The Intel RealSense cameras currently considered for integrating with TurtleBot are the R200, SR300, ZR300, and the Euclid Development Kit as shown in the following figure. Specifications for the R200, SR300, and ZR300 cameras are shown in the subsequent table:
Intel RealSense camera's specifications:
Spec |
R200 |
SR300 |
ZR300 |
---|---|---|---|
Release Date |
December 2015 |
July 2016 |
January 2017 |
Horizontal field of view (degrees) |
70 |
71.5 |
68 |
Vertical field of view (degrees) |
43 |
55 |
41.5 |
Color camera data |
1920 x 1080 @ 30 fps |
1920 x 1080 @ 30 fps |
1920 x 1080 |
Depth camera data |
640 x 480 @ 60 fps |
640 x 480 @ 60 fps |
640 x 480 |
IR camera data |
640 x 480 @ 60 fps |
640 x 480 @ 200 fps |
640 x 480 |
Depth range (meters) |
0.4–3.5 |
0.2–1.5 |
0.55–2.8 |
Audio |
None |
Dual-array Microphones |
None |
Dimensions |
10.2 x. 1.0 x 0.4 cm 11 x 1.3 x 0.4 cm |
15.5 x 3.2 x 0.9 cm | |
Additional information |
Outdoor depth range up to 10 meters USB 3.0 only |
USB 3.0 only |
Includes: Fisheye Camera 640 x 480; IMU USB 3.0 only |
No additional power required—powered through USB |
The TurtleBot 3 LDS rotates in a continuous 360 degrees to collect 2D distance data that is transmitted to the SBC. The hardware configurations are described in the Introducing TurtleBot 3 section in Chapter 3, Driving Around with TurtleBot. The distance data is used for obstacle detection, SLAM mapping, and navigation. The LDS uses a Class 1 laser with a semiconductor laser diode light source. Basic specifications for the device can be found at http://wiki.ros.org/hls_lfcd_lds_driver?action=AttachFile&do=view&target=LDS_Basic_Specification.pdf.

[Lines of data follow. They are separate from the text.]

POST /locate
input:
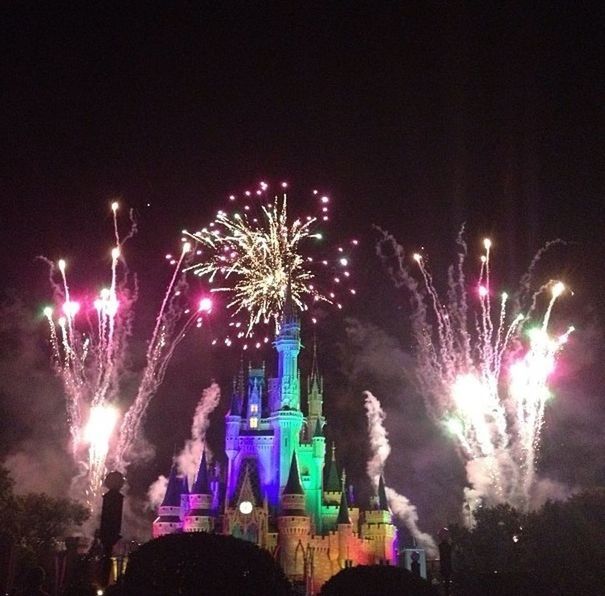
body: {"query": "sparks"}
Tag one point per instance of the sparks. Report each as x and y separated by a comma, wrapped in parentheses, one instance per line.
(482, 376)
(90, 360)
(260, 260)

The software driver is contained in the ROS package hls-lfcd-lds-driver
. The LDS starts operating as part of the basic TurtleBot 3 operation described in the Using keyboard teleoperation to move TurtleBot 3 section in Chapter 3, Driving Around with TurtleBot. The following figure shows a side view and top view of the LDS and the subsequent table shows its specifications:
LDS specifications:
Spec |
LDS |
---|---|
Distance range (meters) |
0.120 – 3.5 |
Angular range (degrees) |
360 |
Angular resolution (degrees) |
1 |
Distance accuracy (meters) 0.120 – 0.499 0.500 – 3.500 |
± 0.015 ± 5.0% |
Distance precision (meters) 0.120 – 0.499 0.500 – 3.500 |
± 0.010 ± 3.5% |
Scan rate (rpm) |
300 ± 10 |
TurtleBot uses 2D and 3D sensing for autonomous navigation and obstacle avoidance, as described later in this chapter. Other applications that these 3D sensors are used in include 3D motion capture, skeleton tracking, face recognition, and voice recognition.

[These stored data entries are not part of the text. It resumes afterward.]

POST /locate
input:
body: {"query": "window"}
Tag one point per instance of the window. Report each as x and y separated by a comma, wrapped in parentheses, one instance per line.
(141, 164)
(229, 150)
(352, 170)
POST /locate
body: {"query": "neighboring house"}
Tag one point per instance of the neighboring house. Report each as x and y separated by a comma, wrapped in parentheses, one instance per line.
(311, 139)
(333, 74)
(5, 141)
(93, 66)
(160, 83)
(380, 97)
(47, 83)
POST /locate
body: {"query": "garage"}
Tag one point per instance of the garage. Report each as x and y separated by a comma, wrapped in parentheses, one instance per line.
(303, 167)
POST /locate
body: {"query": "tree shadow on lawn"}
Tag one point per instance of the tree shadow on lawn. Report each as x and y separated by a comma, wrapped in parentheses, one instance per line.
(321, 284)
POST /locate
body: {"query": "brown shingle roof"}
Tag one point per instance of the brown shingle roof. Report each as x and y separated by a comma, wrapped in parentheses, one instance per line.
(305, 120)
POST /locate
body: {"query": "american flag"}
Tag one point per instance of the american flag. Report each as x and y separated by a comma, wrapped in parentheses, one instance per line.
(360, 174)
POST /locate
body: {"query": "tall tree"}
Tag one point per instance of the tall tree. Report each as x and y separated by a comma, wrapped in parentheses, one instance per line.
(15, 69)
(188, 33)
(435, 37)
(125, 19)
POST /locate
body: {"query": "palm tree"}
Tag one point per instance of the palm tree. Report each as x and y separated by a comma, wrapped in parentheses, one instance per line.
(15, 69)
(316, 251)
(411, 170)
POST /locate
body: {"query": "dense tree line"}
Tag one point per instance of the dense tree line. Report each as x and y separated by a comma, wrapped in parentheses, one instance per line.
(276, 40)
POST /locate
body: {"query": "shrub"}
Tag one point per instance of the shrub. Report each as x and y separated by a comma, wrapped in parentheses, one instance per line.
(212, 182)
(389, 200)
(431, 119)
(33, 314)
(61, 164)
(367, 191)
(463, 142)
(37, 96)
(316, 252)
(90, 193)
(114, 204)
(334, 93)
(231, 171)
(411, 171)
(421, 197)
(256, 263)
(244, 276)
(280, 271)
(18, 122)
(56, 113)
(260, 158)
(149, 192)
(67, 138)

There are a few drawbacks that you need to know about when using the infrared 3D sensor technology for obstacle avoidance. These sensors have a narrow imaging area of about 58 degrees horizontal and 43 degrees vertical (typically), although those for Kinect for Windows v2 and Xtion 2 are slightly larger. These sensors can also not detect anything within the first 0.5 meters (~20 inches). Highly reflective surfaces, such as metals, glass, or mirrors cannot be detected by the 3D vision sensors.